The work before us is the pricking of the bladder—a jest highly effective, but somewhat barbarous. M. Josephson simply translates Apollinaire’s masterpiece, adds an apparatus criticus in the manner of T. S. Eliot, and then retires discreetly to wait for the yells. They will make a dreadful din, or I am no literary pathologist! For what does “The Poet Assassinated” turn out to be? It turns out to be a dull pasquinade in the manner of a rather atheistic sophomore, with a few dirty words thrown in to shock the booboisie. From end to end there is not as much wit in it as you will hear in a genealogical exchange between two taxicab drivers. It is flat, flabby and idiotic. It is as profound as an editorial in the Washington Star and as revolutionary as Ayer’s Almanac. It is the best joke pulled off on the Young Forward-Lookers since Eliot floored them with the notes to “The Waste Land.”

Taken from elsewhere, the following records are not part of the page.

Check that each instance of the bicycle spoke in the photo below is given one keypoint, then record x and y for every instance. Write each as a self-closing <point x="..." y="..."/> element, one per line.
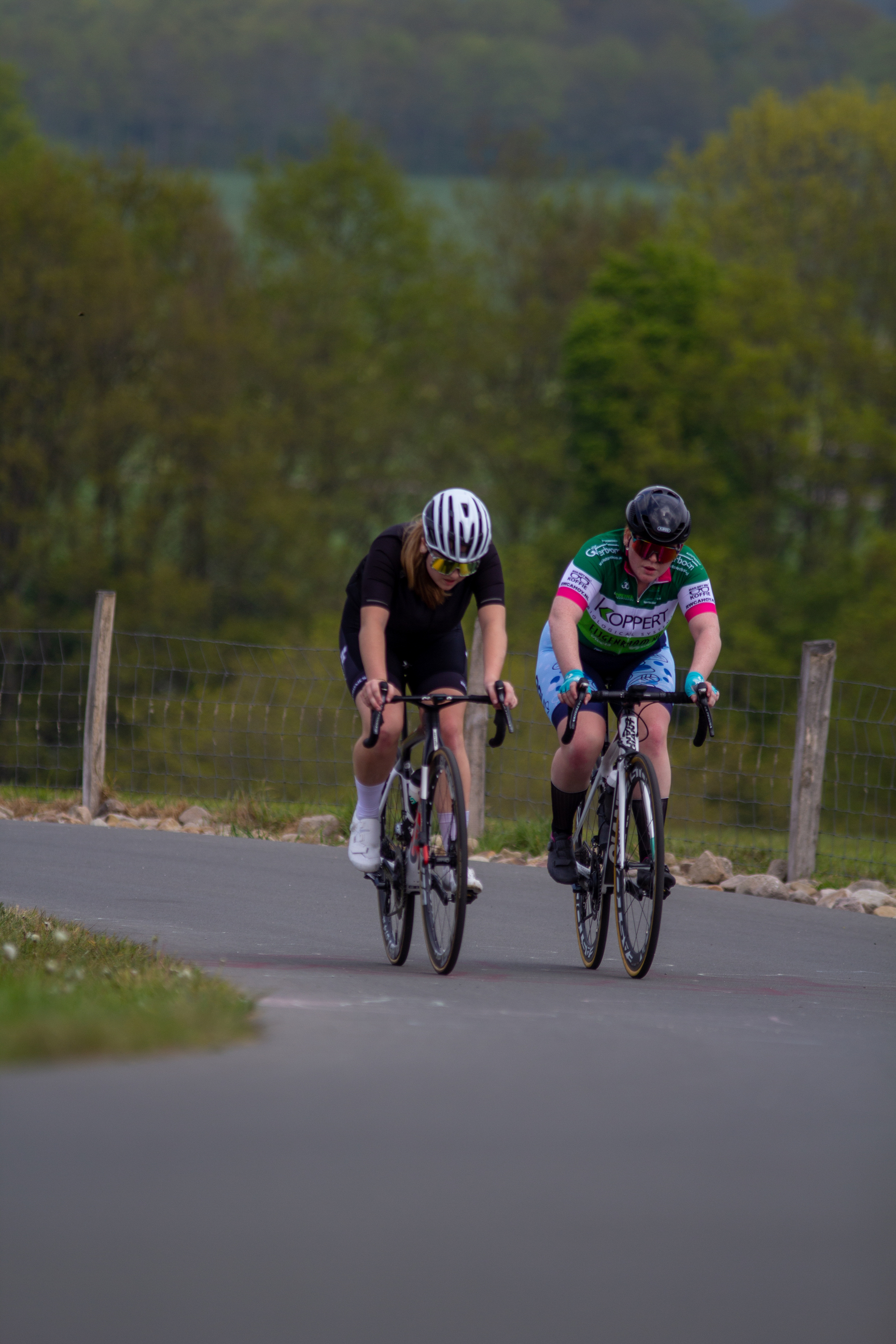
<point x="638" y="885"/>
<point x="445" y="877"/>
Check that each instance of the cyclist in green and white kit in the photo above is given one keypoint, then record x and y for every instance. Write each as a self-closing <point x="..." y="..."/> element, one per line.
<point x="608" y="627"/>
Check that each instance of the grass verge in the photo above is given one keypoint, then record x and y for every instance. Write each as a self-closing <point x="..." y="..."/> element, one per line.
<point x="67" y="992"/>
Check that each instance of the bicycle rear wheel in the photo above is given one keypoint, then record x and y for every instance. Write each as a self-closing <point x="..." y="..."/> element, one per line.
<point x="638" y="884"/>
<point x="592" y="906"/>
<point x="444" y="878"/>
<point x="395" y="902"/>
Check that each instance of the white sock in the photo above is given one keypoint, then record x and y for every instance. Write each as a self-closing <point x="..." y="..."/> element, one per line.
<point x="369" y="800"/>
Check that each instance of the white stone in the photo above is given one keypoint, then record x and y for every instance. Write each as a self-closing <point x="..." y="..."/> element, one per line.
<point x="113" y="805"/>
<point x="710" y="867"/>
<point x="848" y="902"/>
<point x="762" y="885"/>
<point x="872" y="900"/>
<point x="194" y="816"/>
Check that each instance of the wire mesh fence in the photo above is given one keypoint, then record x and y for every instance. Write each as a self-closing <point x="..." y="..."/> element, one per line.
<point x="207" y="720"/>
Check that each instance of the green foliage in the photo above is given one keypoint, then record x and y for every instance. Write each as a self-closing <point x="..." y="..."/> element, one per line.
<point x="750" y="360"/>
<point x="438" y="82"/>
<point x="218" y="433"/>
<point x="67" y="992"/>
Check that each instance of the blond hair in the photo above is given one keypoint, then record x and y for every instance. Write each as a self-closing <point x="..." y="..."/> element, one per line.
<point x="414" y="565"/>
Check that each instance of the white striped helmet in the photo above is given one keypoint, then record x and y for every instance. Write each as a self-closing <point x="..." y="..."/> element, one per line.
<point x="457" y="525"/>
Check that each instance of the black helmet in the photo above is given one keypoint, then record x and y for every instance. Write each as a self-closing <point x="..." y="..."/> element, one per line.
<point x="659" y="515"/>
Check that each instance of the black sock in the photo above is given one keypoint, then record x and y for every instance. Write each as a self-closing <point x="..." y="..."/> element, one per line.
<point x="563" y="807"/>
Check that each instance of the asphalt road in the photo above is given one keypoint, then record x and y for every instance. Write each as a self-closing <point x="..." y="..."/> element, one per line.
<point x="522" y="1151"/>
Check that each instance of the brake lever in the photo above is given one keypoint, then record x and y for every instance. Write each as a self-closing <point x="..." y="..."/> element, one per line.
<point x="376" y="720"/>
<point x="704" y="723"/>
<point x="503" y="721"/>
<point x="574" y="714"/>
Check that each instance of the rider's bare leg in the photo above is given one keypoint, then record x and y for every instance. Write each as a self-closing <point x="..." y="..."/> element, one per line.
<point x="372" y="765"/>
<point x="452" y="734"/>
<point x="572" y="765"/>
<point x="654" y="745"/>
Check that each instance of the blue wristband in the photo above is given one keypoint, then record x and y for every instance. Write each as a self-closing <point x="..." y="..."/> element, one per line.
<point x="696" y="679"/>
<point x="572" y="679"/>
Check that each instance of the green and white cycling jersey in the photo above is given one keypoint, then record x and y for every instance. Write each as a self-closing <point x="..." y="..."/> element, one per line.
<point x="614" y="619"/>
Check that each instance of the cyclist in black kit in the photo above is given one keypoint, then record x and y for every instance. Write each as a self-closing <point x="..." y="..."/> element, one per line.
<point x="402" y="623"/>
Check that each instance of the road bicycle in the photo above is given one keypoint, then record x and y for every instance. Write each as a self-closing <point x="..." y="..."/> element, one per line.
<point x="415" y="857"/>
<point x="619" y="839"/>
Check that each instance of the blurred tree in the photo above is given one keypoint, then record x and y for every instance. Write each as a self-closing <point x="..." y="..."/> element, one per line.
<point x="610" y="84"/>
<point x="750" y="362"/>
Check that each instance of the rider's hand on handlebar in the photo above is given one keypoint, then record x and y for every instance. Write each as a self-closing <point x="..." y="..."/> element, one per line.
<point x="571" y="682"/>
<point x="696" y="679"/>
<point x="370" y="695"/>
<point x="510" y="695"/>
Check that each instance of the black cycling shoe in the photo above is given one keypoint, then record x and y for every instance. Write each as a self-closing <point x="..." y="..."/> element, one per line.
<point x="561" y="861"/>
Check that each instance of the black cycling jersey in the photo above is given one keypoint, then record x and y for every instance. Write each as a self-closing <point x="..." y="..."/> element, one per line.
<point x="379" y="581"/>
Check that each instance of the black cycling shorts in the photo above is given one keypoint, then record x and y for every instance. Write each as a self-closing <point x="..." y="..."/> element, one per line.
<point x="426" y="666"/>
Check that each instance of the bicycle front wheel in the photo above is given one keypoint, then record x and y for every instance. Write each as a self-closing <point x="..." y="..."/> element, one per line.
<point x="592" y="905"/>
<point x="444" y="878"/>
<point x="395" y="902"/>
<point x="638" y="882"/>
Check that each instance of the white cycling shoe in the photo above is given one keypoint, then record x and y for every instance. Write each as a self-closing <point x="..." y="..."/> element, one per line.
<point x="473" y="885"/>
<point x="365" y="845"/>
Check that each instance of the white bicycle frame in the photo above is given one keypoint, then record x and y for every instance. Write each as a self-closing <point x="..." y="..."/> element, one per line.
<point x="613" y="773"/>
<point x="406" y="803"/>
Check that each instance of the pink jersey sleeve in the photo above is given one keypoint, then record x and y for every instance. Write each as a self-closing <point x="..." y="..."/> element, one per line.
<point x="578" y="586"/>
<point x="695" y="598"/>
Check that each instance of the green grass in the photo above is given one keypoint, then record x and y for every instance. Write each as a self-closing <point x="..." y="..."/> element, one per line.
<point x="527" y="835"/>
<point x="245" y="814"/>
<point x="840" y="859"/>
<point x="67" y="992"/>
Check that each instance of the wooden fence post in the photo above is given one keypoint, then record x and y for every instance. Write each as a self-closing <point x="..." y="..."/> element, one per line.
<point x="813" y="721"/>
<point x="474" y="734"/>
<point x="94" y="766"/>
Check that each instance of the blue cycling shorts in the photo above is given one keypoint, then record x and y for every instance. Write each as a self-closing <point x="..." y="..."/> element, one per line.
<point x="614" y="671"/>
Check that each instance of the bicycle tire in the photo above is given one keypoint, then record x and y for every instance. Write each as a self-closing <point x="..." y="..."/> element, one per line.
<point x="395" y="902"/>
<point x="592" y="905"/>
<point x="444" y="879"/>
<point x="638" y="886"/>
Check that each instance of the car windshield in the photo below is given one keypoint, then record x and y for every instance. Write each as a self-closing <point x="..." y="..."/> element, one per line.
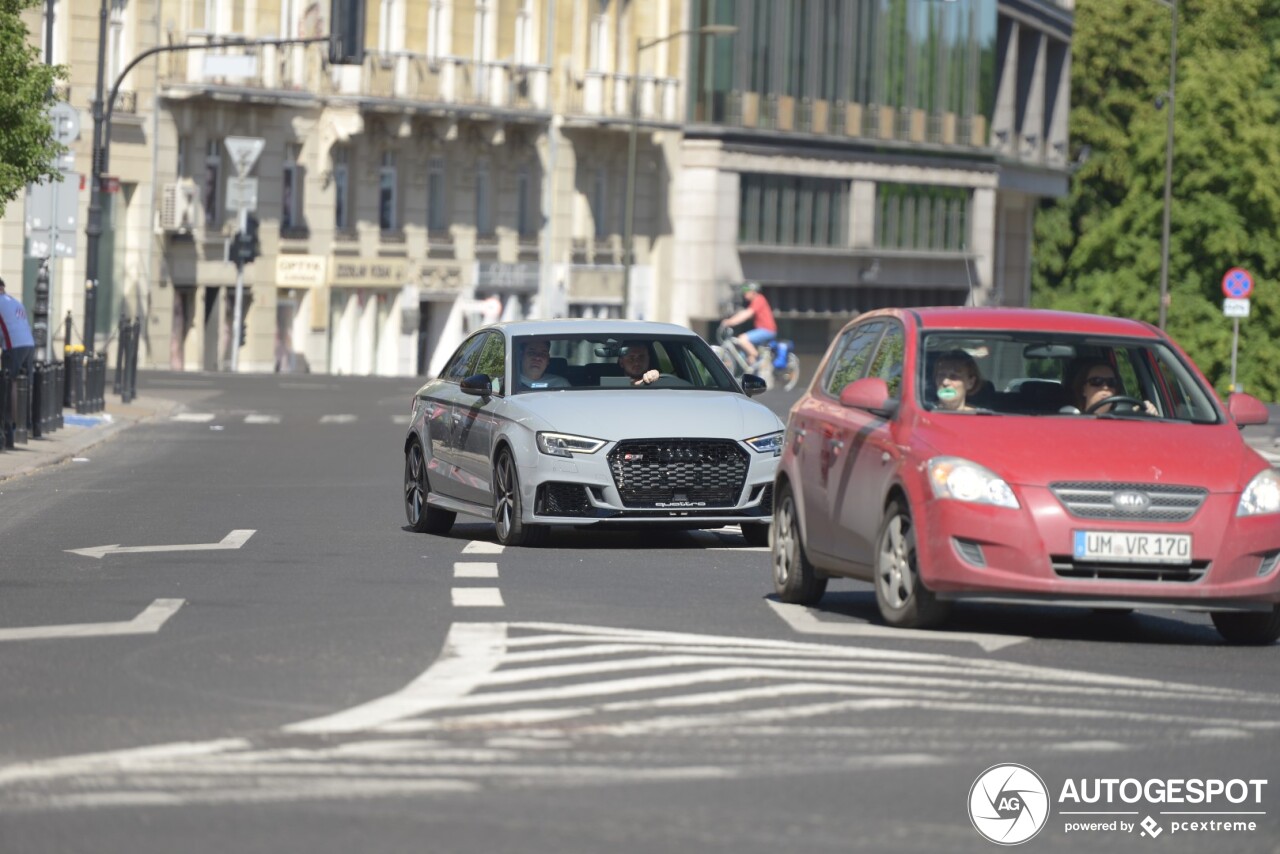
<point x="1027" y="373"/>
<point x="592" y="362"/>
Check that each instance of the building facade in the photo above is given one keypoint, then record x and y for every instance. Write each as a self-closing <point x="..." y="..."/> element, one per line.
<point x="846" y="154"/>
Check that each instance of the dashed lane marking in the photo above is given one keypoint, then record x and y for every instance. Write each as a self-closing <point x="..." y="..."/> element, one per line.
<point x="483" y="547"/>
<point x="475" y="570"/>
<point x="478" y="598"/>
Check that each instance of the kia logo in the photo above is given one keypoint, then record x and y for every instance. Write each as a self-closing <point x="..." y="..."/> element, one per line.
<point x="1130" y="501"/>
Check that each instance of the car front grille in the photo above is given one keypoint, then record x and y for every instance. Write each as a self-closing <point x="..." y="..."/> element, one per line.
<point x="679" y="473"/>
<point x="1068" y="567"/>
<point x="1129" y="501"/>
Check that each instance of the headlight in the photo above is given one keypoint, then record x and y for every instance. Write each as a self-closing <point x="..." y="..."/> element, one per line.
<point x="768" y="443"/>
<point x="562" y="444"/>
<point x="964" y="480"/>
<point x="1262" y="494"/>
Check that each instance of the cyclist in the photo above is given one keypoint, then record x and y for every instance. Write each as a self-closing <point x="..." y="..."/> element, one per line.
<point x="758" y="310"/>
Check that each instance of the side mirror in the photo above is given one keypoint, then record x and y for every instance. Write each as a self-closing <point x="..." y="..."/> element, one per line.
<point x="478" y="384"/>
<point x="753" y="384"/>
<point x="1247" y="410"/>
<point x="868" y="393"/>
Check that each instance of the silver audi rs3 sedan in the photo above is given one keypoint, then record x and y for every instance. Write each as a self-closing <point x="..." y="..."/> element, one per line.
<point x="579" y="423"/>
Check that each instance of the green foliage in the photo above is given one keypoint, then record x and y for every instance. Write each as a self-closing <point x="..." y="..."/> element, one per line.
<point x="1098" y="250"/>
<point x="27" y="147"/>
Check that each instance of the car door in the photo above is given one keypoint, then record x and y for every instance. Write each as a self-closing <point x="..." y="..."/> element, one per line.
<point x="867" y="459"/>
<point x="817" y="432"/>
<point x="442" y="402"/>
<point x="474" y="423"/>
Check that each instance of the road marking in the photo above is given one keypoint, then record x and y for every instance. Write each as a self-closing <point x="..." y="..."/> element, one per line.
<point x="471" y="651"/>
<point x="808" y="622"/>
<point x="476" y="570"/>
<point x="478" y="598"/>
<point x="234" y="539"/>
<point x="145" y="624"/>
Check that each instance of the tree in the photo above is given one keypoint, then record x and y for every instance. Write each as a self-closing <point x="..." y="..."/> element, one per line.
<point x="1098" y="249"/>
<point x="27" y="146"/>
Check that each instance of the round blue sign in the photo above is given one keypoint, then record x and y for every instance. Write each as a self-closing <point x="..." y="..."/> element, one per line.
<point x="1238" y="284"/>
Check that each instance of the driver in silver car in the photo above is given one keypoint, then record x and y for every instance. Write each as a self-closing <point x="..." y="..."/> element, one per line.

M. Josephson rather spoils its effect, I believe, by rubbing it in—that is, by hinting that Apollinaire was of romantic and mysterious origin—that his mother was a Polish lady of noble name and his father a high prelate of the Catholic Church—that he himself was born at Monte Carlo and baptized in Santa Maria Maggiore at Rome. This is too much. Apollinaire was, like all Frenchmen of humor, a German Jew. His father was a respectable waiter at Appenrodt’s, by name Max Spritzwasser: hence the nom de plume. His mother was a Mlle. Kunigunda Luise Schmidt, of Holzkirchen, Oberbayern.
10
Sweet Stuff
SIX DAYS OF THE WEEK: A BOOK OF THOUGHTS ABOUT LIFE AND RELIGION, by Henry van Dyke. New York: Charles Scribner’s Sons. [The American Mercury, March, 1925.]
I offer a specimen:
As living beings we are part of a universe of life.
A second:
Unless we men resolve to be good, the world will never be better.
A third:
Behind Christianity there is Christ.